莫桂英苍老的面容终于露出一丝笑,她抹掉眼泪,又道:“他已经醒了, 你放心。”
宋舟轻轻舒一口气, 重重点了下头,“知道了,你去忙吧,我等你们回来。”
莫桂英转身离开, 一步三回头,宋舟看着她渐渐走远的背影, 眼前顿时模糊一片。
她仿佛看见二十多年前那个只有三岁的宋舟, 躲在那木牌坊下, 含着眼泪看着要去躲起来生弟弟的妈妈一步步走远。
那时候的妈妈, 也是一步三回头。
宋舟不等眼泪掉下来, 转头就走, 到了车里, 终于再也无法抑制, 扑倒在方向盘上崩溃大哭。
一切的苦难, 终于到了彻底终结这一天。
隔着四五台车的斜对面,陈孚坐在车里,静静看着宋舟哭泣。
宋舟进村后,陈孚跟着给丧礼帮忙的人也进了村,看到了一场他大概做梦也想不到的丧礼法事。

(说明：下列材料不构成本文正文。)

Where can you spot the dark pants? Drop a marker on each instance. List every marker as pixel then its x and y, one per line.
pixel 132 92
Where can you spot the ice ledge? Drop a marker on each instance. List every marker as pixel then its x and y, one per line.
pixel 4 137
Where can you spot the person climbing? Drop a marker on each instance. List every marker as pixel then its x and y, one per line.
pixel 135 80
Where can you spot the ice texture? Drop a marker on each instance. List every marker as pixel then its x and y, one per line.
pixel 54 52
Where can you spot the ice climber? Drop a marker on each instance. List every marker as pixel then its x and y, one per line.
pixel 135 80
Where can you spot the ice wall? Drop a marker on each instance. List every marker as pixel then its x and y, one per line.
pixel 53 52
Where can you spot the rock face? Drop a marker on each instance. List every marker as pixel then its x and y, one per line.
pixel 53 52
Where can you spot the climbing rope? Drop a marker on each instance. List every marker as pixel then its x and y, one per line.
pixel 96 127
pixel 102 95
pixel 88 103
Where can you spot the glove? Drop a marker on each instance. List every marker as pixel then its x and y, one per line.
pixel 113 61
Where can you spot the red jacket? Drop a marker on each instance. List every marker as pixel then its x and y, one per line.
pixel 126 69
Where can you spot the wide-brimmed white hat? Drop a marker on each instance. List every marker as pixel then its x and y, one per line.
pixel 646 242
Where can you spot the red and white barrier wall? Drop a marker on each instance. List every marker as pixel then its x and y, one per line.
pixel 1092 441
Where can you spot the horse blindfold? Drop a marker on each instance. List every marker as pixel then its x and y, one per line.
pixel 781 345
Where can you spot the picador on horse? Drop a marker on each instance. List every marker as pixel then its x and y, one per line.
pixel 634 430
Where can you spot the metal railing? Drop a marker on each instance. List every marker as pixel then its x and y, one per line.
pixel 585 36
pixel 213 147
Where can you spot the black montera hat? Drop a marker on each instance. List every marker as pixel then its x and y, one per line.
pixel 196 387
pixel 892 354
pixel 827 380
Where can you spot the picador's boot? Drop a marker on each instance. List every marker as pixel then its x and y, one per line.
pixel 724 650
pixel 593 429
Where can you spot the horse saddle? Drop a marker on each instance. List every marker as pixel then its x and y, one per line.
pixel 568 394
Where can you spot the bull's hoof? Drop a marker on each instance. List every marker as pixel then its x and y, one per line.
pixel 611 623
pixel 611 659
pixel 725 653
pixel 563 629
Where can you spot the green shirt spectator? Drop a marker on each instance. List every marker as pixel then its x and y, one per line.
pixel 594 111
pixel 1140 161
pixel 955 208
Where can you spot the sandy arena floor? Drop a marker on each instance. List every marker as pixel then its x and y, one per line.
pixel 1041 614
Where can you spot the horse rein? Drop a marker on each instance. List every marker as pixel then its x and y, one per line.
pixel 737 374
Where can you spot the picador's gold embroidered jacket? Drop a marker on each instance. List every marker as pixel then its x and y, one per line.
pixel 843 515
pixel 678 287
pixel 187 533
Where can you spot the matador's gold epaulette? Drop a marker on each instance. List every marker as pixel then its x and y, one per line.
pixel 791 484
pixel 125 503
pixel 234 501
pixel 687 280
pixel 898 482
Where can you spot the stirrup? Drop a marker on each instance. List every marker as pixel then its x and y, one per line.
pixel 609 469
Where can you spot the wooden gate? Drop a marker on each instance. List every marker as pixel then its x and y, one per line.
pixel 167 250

他看看周围,自建砖楼、水泥道路、太阳能灯……并不是新闻里那种极端落后贫穷封闭的乡村,然而这里却不可思议地固守着一些早该摒弃的不良习俗。
在宋舟把那八十多岁的老爷子气晕过去时,围观群众的声音更是让他不寒而栗。
“家里出一个这样的女儿也真是造了孽了……”
“是啊,你看把爹气死也就算了,这边爹还没下葬呢,又来气爷爷了,这真是,这样的女儿还不如生下来就掐死呢……”
“女的读书读多了就是这样,我当初就说了,女儿读那么多书干什么,最多念个初中就得了,她们家倒好,一念念到大学,好了,回头一毕业就不认你了!”